I woke up this morning thinking of that old Frank Sinatra song
...it's quarter to 3
there's no one in the place
except you and me...
It made me think about music and general and why it's not a part of
my life any more. Oh, it's part of my life (can't see all those musicals and not
have music a part of your life!), but my knowledge of contemporary music died somewhere
around the time of Elvis.
I'm an award-show-a-aholic, yet the only award show I never watch is
the Grammys because I know so little (read: "nothing") of today's music.
I don't know when or how that happened. For so many years, from
my teens, I was never without music. The radio was on all the time at home, I always
played music in the car, I knew all the current singers.
Part of my problem is that I was raised by a music fanatic, who had
every record of everybody from the 30s and 40s. Bing Crosby, Perry Como, Rosemary
Clooney, the Andrews Sisters, Louis Armstrong ... these were the musicians I grew up with,
the singers of my parents' (and grandparents') generation.
I don't remember how I was introduced to classical music, but
somewhere in high school, I found station KKHI in San Francisco, a 24 hour classical music
station. For all I know it had been going for years, but I took to it like a duck to
water. I remember one time at my grandparents' apartment. The old guys were
talking in the living room and I was bored and went out into the kitchen to turn on the
radio and sat there listening to KKHI. My grandmother came into the kitchen to stir
something in a pot on the stove and said "That's nice, but could you really listen to
it all day long?" I wonder why that is such a strong memory.
When rock 'n' roll came on the scene, my father was so adamant that
it was the worst music ever written (second only to Gilbert & Sullivan) that I never
played it in the house, so somehow just never got hooked. I stuck with the
balladeers and folk music. I loved the Kingston Trio, Judy Garland and other
sing-able individuals and groups.
I also continued my love of classical music, though I couldn't
discuss it intellectually. I just knew what I liked. There was a piece that
was the theme song of an eveing show on KKHI that I loved listening to--just a snippet of
it. I was always happy when I was in the car at the start of that show. I found out
later it was the fourth movement of Cesar Franck's Sonata in A Major for violin and piano
)
(amazing how quickly you can find anything on the internet!)
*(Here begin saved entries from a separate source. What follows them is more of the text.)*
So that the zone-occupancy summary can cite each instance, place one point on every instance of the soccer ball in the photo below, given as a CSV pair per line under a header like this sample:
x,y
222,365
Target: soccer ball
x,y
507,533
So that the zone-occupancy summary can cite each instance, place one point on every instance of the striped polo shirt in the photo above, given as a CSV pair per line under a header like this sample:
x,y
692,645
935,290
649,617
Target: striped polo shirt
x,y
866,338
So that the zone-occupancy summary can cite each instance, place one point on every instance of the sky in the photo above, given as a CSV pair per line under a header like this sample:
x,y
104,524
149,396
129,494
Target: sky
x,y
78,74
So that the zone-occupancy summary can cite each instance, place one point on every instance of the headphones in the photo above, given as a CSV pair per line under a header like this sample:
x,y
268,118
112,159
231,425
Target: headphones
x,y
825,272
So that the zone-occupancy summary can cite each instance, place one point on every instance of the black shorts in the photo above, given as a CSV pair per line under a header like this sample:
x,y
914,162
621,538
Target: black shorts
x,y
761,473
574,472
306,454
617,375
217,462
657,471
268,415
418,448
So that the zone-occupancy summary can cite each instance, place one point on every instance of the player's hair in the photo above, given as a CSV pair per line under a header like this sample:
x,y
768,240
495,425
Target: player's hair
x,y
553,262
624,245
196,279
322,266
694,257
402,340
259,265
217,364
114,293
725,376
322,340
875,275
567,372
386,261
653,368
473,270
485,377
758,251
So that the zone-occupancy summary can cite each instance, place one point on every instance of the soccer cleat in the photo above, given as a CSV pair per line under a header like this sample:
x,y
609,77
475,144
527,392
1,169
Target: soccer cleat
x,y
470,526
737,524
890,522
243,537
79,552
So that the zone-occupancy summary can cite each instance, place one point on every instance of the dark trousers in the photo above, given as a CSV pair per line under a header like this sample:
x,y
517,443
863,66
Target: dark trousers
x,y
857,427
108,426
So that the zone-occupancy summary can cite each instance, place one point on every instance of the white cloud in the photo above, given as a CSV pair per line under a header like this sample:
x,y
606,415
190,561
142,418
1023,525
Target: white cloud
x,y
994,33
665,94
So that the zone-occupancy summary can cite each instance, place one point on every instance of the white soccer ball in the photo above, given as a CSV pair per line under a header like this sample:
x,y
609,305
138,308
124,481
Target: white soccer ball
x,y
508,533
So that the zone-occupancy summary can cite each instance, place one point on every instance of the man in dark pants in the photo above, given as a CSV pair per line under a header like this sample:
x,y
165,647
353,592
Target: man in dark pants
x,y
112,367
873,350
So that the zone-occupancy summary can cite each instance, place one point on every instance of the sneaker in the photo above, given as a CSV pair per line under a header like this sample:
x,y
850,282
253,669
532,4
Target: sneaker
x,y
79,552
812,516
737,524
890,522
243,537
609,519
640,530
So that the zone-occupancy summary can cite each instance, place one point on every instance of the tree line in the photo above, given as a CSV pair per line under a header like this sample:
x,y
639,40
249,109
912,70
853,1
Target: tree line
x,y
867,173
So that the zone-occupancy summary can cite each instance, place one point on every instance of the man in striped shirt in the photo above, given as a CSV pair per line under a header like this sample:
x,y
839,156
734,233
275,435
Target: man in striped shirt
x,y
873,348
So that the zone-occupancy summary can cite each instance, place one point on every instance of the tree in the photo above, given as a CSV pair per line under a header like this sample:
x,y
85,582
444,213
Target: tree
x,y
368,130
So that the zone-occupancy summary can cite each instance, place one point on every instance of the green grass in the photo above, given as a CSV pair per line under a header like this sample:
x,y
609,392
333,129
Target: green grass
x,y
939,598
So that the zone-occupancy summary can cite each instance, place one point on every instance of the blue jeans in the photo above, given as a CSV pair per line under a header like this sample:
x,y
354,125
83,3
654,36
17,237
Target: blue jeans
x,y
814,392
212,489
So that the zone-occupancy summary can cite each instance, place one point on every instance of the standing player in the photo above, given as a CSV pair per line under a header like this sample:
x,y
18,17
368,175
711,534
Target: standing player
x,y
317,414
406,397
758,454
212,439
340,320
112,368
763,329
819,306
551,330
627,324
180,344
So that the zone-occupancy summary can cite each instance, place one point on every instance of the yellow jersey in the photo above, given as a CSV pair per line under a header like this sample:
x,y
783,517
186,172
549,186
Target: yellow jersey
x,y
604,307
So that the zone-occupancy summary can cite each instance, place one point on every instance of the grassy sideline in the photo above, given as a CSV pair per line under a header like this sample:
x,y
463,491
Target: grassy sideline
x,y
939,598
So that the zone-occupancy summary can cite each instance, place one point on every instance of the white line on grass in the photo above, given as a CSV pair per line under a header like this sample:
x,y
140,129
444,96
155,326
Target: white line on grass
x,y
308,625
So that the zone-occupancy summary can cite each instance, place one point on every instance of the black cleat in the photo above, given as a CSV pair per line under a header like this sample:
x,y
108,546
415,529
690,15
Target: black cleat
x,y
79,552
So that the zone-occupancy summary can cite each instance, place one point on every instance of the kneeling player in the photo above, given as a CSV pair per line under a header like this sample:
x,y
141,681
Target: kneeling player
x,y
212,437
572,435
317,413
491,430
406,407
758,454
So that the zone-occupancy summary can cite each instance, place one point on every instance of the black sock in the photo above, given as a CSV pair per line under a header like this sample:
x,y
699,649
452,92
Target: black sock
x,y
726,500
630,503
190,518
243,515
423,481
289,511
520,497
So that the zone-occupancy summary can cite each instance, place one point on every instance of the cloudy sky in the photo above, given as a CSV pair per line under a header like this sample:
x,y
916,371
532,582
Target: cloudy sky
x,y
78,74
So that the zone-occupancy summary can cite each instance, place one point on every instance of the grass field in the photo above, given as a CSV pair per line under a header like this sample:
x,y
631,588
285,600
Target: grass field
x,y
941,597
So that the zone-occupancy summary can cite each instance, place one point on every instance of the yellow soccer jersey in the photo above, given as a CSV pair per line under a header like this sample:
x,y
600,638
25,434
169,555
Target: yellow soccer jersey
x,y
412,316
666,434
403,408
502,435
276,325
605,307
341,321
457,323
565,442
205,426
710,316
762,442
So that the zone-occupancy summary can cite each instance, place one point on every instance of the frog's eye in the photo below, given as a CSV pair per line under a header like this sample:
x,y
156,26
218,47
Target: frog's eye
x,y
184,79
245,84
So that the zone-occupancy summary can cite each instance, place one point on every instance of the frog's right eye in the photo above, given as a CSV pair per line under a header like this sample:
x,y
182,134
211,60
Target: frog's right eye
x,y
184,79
I still usually had music on in the house, sometimes popular,
sometimes classical, but I guess I got out of the habit when I started working on the
computer. I know some people have Pandora, that internet radio, on all the time, but
I found that having background music made me jittery and I preferred having the TV on
which, surprisingly, does not make me jittery. And then in the car, after years of
All Steve Schalchlin All the
Time, I discovered audio books and now I listen to books in the car instead of music.
(I had never read Steve's Wikipedia entry before...never realized he sounded so
important!)
Of course there were the Lawsuit years, when we attended most of the
concerts, loved the music, and shared our kids' love of groups like Talking Heads, though
that never became part of what I listened to when by myself.
When Peggy was here, she re-awakened an interest in John Denver in me
and for awhile I bought lots of his CDs and listened to him in the car often, but since
the whole debacle with Peggy, I find his music depressing and rarely listen to it.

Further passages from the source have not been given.